Act fast, special offers end soon! Up to $294 is savings when you get Premium today.
Get offer codes

Plotting FiveThirtyEight graphs with Bokeh

Hey everyone! In this article we are going to learn about a different data visualization library in Python called Bokeh and the objective will be to plot line graphs in FiveThirtyEight style.

Bokeh is a Python library with the purpose of simplifying the creation of common plots as well as handling custom and specialized use-cases, all of that in a powerful open-source and interactive environment.
It works similarly to matplotlib, the main difference is that it creates a html object that allows you to insert a lot of interesting features, like zooming in or out, inserting labels or buttons to do specific things. The great part of it is that you can add it all in batches, so you don’t need to create the full graph at once.

Our approach is to create a simple one and add or change the configurations along the article, this way we are going to have a full styled complex graph at the end (actually, more than one).

In reality we are going to build a function to create line plots in FiveThirtyEight style, more specifically, we are going to create the first line of graphs suggested in the Guided Project of the Storytelling Data Visualization and Information Design course, from the Data Scientist in Python path here in Dataquest. The ones bellow:

This was one of the suggestions Dataquest gave, I liked it, so I chose to build it.

The main idea is to plot various single-line graphs in different colors and use it to create the dashboard above in the future (I may write another article about how to do it).

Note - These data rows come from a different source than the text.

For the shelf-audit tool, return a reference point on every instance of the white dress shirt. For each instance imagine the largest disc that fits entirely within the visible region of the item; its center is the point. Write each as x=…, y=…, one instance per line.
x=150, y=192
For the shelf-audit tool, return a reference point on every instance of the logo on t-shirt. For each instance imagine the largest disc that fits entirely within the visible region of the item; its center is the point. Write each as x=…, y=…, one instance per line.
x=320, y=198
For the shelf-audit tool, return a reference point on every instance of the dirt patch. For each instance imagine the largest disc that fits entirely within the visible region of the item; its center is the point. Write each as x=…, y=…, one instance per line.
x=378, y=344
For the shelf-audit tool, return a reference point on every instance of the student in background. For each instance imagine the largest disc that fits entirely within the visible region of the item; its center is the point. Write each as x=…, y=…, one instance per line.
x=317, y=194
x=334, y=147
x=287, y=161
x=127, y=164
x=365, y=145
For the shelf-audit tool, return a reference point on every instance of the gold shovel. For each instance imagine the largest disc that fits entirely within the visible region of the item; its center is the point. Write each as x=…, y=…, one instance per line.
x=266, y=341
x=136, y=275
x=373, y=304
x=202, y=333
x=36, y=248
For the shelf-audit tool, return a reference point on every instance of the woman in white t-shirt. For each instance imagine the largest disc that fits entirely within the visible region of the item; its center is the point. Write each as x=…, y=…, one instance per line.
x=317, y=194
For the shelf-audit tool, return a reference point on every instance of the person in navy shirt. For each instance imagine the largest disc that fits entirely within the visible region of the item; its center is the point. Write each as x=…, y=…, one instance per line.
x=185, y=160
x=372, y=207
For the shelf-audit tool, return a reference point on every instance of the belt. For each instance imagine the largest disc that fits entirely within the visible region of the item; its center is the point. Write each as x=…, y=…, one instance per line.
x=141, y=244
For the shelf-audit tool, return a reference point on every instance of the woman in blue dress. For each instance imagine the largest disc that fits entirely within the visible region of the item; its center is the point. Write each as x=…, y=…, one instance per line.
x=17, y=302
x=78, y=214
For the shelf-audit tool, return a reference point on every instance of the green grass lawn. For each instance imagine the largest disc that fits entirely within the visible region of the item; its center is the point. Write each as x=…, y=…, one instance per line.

I am Brazilian, so I have a special curiosity about exchange rates between Euro and BR Real, but instead of analyzing just that two, I would like to see how US Dollar behaved too. With that in mind, we are going to create a function to reproduce the graphs with different data, this way we could create dashboards for any currencies just changing some details. Before we start, let me give you some important information about how to make the code work and how the data looks like.

1. Initial setup

a. Handling the environment

In this tutorial, I’ll use an older version of Bokeh (2.2.0) because this one works better with Streamlit (the platform I’m using to create an app with the dashboard we are making). To download Bokeh you can use pip with the explicit version (pip install Bokeh==2.2.0) or without the version, if you want to download the last release. For a detailed explanation of the installation process, access Bokeh’s documentation.

Before the installation, be sure you have the following dependencies installed:

PyYAML>=3.10
python-dateutil>=2.1
Jinja2>=2.7
numpy>=1.11.3
pillow>=4.0
packaging>=16.8
tornado>=5
typing_extensions >=3.7.4

Beyond that, if you want to reproduce the code we are going to create, you’ll need to import the following:

import pandas as pd
import numpy as np

from bokeh.plotting import figure, show
from bokeh.models import DatetimeTickFormatter, Label
from bokeh.models.tickers import FixedTicker
from bokeh.layouts import row
from bokeh.io import output_notebook

And, to show the graphs inline, in the jupyter notebook, you need to run the code bellow.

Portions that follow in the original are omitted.